Depuis, le gouvernement a cherché une méthode alternative qui serait aussi capable d’identifier les porteurs potentiels que les puissants outils de traçage numérique du Shin Bet, mais sous la direction d’un bureau civil, plutôt que d’un service secret.

Mais alors que les cas de virus ont recommencé à augmenter ce mois-ci, les dirigeants israéliens se sont mis à reconsidérer leur position.

« Ce que je demande, c’est que le Shin Bet ne soit pas inclus dans la législation », a déclaré M. Argaman lors d’une réunion du cabinet chargé de la lutte contre l’épidémie. « Ce qu’il faut, c’est une formation que le Shin Bet est prêt à fournir comme solution, en cas d’épidémie… et à travailler étroitement, très étroitement, avec l’équipe qui sera en charge, afin qu’il y ait une réponse civile pour l’État d’Israël dans les années à venir ».

Il estime que l’alternative civile pourrait facilement retracer les déplacements de plusieurs centaines de patients par jour pour informer leur entourage d’une éventuelle exposition au virus.

Des inspecteurs parlent à un homme ne portant pas de masque dans la ville de Safed, dans le nord du pays, le 15 juin 2020. (Crédit : David Cohen/ Flash90)

« Dans le cas où les infections seraient très répandues et qu’il n’y aurait pas d’autre solution, il serait bon de l’envoyer au service [Shin Bet]. Je demande très, très, très fort de ne pas commencer à intégrer le Shin Bet à la législation à ce stade », a-t-il imploré les ministres.

Le reportage télévisé indique que M. Argaman a décrit les fonctions du programme lorsqu’il est appliqué aux opérations anti-terroristes dans ses arguments contre la législation de l’outil, dont les détails restent interdits de publication en vertu des règles de censure militaire israélienne.

D’après les informations de la Douzième chaîne, Netanyahu aurait frappé du poing sur la table et insisté sur le fait que la surveillance devait être renouvelée.

« Les navires viennent vers nous, un à la fois, et nous refusons de le croire.

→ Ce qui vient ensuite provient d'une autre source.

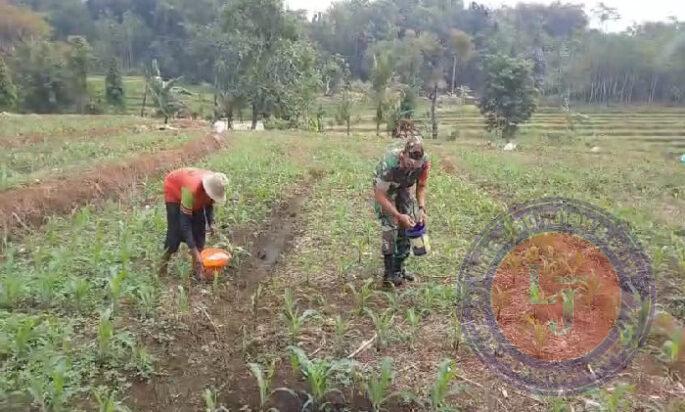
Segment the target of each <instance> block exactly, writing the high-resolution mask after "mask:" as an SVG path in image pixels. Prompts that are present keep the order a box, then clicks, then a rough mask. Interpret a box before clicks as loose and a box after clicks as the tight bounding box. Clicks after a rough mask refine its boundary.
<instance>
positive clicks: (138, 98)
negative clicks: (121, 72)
mask: <svg viewBox="0 0 685 412" xmlns="http://www.w3.org/2000/svg"><path fill="white" fill-rule="evenodd" d="M123 83H124V90H125V92H126V94H125V98H126V108H125V113H126V114H131V115H140V110H141V108H142V106H143V95H144V93H145V80H144V79H143V78H142V77H140V76H124V77H123ZM183 87H185V88H186V89H187V90H188V91H189V92H191V93H192V96H186V97H184V101H185V102H186V104H187V105H188V106H189V107H190V109H191V111H193V112H196V113H198V114H200V118H203V117H204V116H207V115H211V114H212V110H213V105H214V101H213V95H212V92H211V89H210V88H209V87H204V86H194V85H184V86H183ZM88 89H89V92H90V95H91V96H93V98H94V100H95V101H100V102H105V92H104V90H105V77H104V76H90V77H88ZM149 97H150V96H148V99H149ZM146 111H147V115H148V116H149V115H150V113H152V111H153V109H152V101H151V100H148V101H147V109H146Z"/></svg>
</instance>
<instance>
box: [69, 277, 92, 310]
mask: <svg viewBox="0 0 685 412" xmlns="http://www.w3.org/2000/svg"><path fill="white" fill-rule="evenodd" d="M90 289H91V288H90V282H88V281H87V280H86V279H83V278H75V279H72V280H71V282H69V294H70V295H71V297H72V299H73V303H74V307H75V308H76V310H77V311H78V312H82V311H83V310H84V307H85V303H86V300H87V299H88V296H89V294H90Z"/></svg>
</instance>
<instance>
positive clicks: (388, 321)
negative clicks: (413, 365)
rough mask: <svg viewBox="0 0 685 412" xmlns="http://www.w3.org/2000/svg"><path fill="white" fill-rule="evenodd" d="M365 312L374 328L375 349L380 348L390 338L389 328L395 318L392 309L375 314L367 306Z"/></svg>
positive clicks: (394, 314) (384, 343)
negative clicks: (371, 322) (375, 339)
mask: <svg viewBox="0 0 685 412" xmlns="http://www.w3.org/2000/svg"><path fill="white" fill-rule="evenodd" d="M366 314H367V315H368V316H369V317H370V318H371V322H373V326H374V328H375V329H376V350H381V349H383V348H384V347H385V345H386V344H387V343H388V340H389V339H390V329H391V327H392V323H393V320H394V319H395V314H394V313H393V310H392V309H386V310H385V312H383V313H381V314H380V315H376V314H375V313H374V312H373V311H372V310H371V309H368V308H367V309H366Z"/></svg>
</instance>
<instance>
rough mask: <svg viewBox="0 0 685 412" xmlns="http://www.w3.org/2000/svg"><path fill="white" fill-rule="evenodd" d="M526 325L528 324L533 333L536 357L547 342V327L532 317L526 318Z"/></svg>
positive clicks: (542, 323) (543, 324)
mask: <svg viewBox="0 0 685 412" xmlns="http://www.w3.org/2000/svg"><path fill="white" fill-rule="evenodd" d="M528 323H529V324H530V326H531V328H532V332H533V343H534V344H535V351H536V352H537V353H538V355H540V354H542V351H543V349H544V347H545V343H546V342H547V330H548V329H547V327H546V326H545V324H544V323H542V322H540V321H538V320H537V319H535V318H533V317H532V316H531V317H529V318H528Z"/></svg>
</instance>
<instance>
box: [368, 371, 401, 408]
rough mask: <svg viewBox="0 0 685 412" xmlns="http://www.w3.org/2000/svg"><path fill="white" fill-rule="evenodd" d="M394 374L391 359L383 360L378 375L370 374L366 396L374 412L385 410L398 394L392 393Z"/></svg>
mask: <svg viewBox="0 0 685 412" xmlns="http://www.w3.org/2000/svg"><path fill="white" fill-rule="evenodd" d="M394 375H395V374H394V372H393V367H392V359H391V358H383V360H382V361H381V369H380V371H379V373H378V374H373V373H372V374H370V375H369V377H368V378H367V380H366V382H365V383H364V389H365V391H366V396H367V398H368V399H369V401H370V402H371V407H372V408H373V411H374V412H381V411H383V410H385V409H384V408H383V405H385V404H386V403H387V402H388V401H389V400H390V399H391V398H392V397H393V396H395V395H396V394H394V393H391V392H390V390H391V389H392V382H393V379H394V377H395V376H394Z"/></svg>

Et ils disent que rien n’arrivera. Notre responsabilité est d’arrêter cette pandémie. La pandémie revient ! Elle revient ! Maintenant la question est de savoir ce que nous sommes prêts à faire à cause de cette chose [le virus], qui s’approche très rapidement de nous », a lancé le Premier ministre.

Le Premier ministre Benjamin Netanyahu lors d’une cérémonie d’accueil du nouveau directeur général du ministère de la Santé, à Jérusalem le 18 juin 2020. (Ministère de la Santé)

« Un taux d’infections qui n’affecte pas [l’économie], ça n’existe pas. Légende urbaine. Il y a des gens très sérieux à cette table, des professionnels qui le croient. Ils trompent la population. Si nous laissons cela se propager, faites le calcul. Cela ne prendra pas beaucoup de temps. Dans 30 jours, 40 jours, 60 jours, 80 jours. Cela n’a pas d’importance. Dès que ça commence à se répandre, ça se répand. »

Dimanche soir, le ministre de la Santé Yuli Edelstein a soutenu le renouvellement du programme du Shin Bet via une législation parlementaire.

« Nous vivons des jours critiques, la législation sur le suivi est très importante », a-t-il soutenu, ajoutant qu' »il est préférable que l’information reste entre les mains du Shin Bet plutôt qu’entre celles d’une société privée, dont seul le diable connaît les intérêts ».

Le cabinet Corona se réunira à nouveau ce lundi pour discuter de la reprise de la surveillance.